In conclusion, the GP Ia 807 TT genotype in the Italian population seems to be associated with a 3·4-fold increase in the risk of ACS compared with the 807 CC genotype, whereas carriership of the 807 CC genotype compared with the other genotypes approximately halves such risk. The TT genotype was over-represented among patients with MI compared with patients with UA; whether such a genotype is associated with the more severe forms of ischaemic heart disease deserves further investigation. The contemporary presence of traditional cardiovascular risk factors did not enhance the risk, nor was the TT genotype over-represented among patients with a family history of ischaemic heart disease.

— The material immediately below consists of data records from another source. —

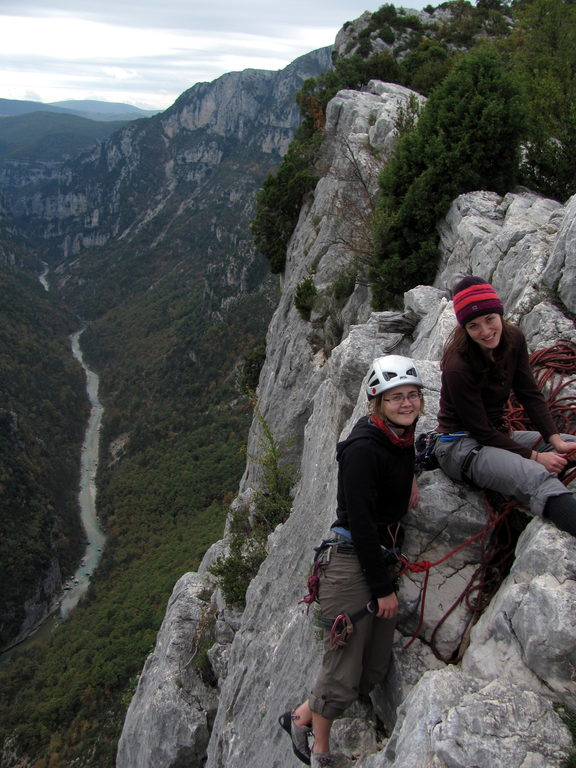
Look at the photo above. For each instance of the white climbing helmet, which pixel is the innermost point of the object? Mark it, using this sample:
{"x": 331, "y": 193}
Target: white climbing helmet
{"x": 391, "y": 371}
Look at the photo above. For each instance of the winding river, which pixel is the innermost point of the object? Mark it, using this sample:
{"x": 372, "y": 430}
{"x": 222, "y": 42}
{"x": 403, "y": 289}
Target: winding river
{"x": 78, "y": 584}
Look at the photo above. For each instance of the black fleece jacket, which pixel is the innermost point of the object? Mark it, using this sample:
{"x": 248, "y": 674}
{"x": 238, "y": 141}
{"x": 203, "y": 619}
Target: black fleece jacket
{"x": 374, "y": 485}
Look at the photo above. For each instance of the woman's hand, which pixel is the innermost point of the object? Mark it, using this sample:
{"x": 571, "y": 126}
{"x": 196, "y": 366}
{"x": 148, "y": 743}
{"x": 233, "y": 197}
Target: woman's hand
{"x": 560, "y": 445}
{"x": 387, "y": 606}
{"x": 415, "y": 493}
{"x": 551, "y": 461}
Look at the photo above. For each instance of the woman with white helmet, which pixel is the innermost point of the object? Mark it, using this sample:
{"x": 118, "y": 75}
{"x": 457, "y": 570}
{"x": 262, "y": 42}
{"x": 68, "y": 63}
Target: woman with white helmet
{"x": 356, "y": 591}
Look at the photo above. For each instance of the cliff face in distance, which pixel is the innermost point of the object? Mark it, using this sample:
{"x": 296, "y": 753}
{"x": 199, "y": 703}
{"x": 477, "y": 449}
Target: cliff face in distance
{"x": 510, "y": 669}
{"x": 151, "y": 229}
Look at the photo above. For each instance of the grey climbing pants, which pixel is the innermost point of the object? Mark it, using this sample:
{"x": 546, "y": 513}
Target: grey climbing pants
{"x": 355, "y": 669}
{"x": 504, "y": 471}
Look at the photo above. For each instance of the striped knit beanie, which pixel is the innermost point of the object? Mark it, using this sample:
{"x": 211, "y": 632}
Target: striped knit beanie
{"x": 474, "y": 297}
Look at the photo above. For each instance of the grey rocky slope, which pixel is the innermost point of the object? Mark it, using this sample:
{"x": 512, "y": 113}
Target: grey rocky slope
{"x": 497, "y": 705}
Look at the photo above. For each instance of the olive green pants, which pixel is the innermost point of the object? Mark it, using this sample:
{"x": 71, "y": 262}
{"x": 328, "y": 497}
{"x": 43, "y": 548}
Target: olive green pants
{"x": 354, "y": 669}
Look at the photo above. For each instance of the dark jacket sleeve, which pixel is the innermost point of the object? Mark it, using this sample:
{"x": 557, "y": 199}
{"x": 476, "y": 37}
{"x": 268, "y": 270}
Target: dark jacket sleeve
{"x": 361, "y": 477}
{"x": 463, "y": 389}
{"x": 529, "y": 396}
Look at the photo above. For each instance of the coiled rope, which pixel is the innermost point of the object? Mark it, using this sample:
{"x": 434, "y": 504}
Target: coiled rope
{"x": 554, "y": 370}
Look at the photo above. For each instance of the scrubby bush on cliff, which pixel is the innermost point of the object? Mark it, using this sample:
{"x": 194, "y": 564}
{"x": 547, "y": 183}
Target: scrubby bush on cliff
{"x": 279, "y": 200}
{"x": 467, "y": 138}
{"x": 542, "y": 55}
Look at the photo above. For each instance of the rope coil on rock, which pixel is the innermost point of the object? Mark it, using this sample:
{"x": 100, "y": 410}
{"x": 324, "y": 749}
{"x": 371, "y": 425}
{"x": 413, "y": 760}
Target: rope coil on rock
{"x": 554, "y": 370}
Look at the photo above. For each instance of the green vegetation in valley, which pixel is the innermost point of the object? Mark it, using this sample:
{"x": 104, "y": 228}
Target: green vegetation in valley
{"x": 170, "y": 360}
{"x": 49, "y": 136}
{"x": 43, "y": 412}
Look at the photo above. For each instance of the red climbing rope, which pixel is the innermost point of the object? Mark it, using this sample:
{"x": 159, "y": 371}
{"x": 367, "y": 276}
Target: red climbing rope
{"x": 554, "y": 369}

Future investigations in larger cohorts of patients selected according to the presence or the absence of such criteria will be necessary to further define the role of the GP Ia genotype in the pathogenesis of acute coronary syndromes.
We are indebted to Dr Martin J. Hessner for providing the methodology for genotyping the C807T/G873A GP 1a polymorphism and for his valuable technical advice.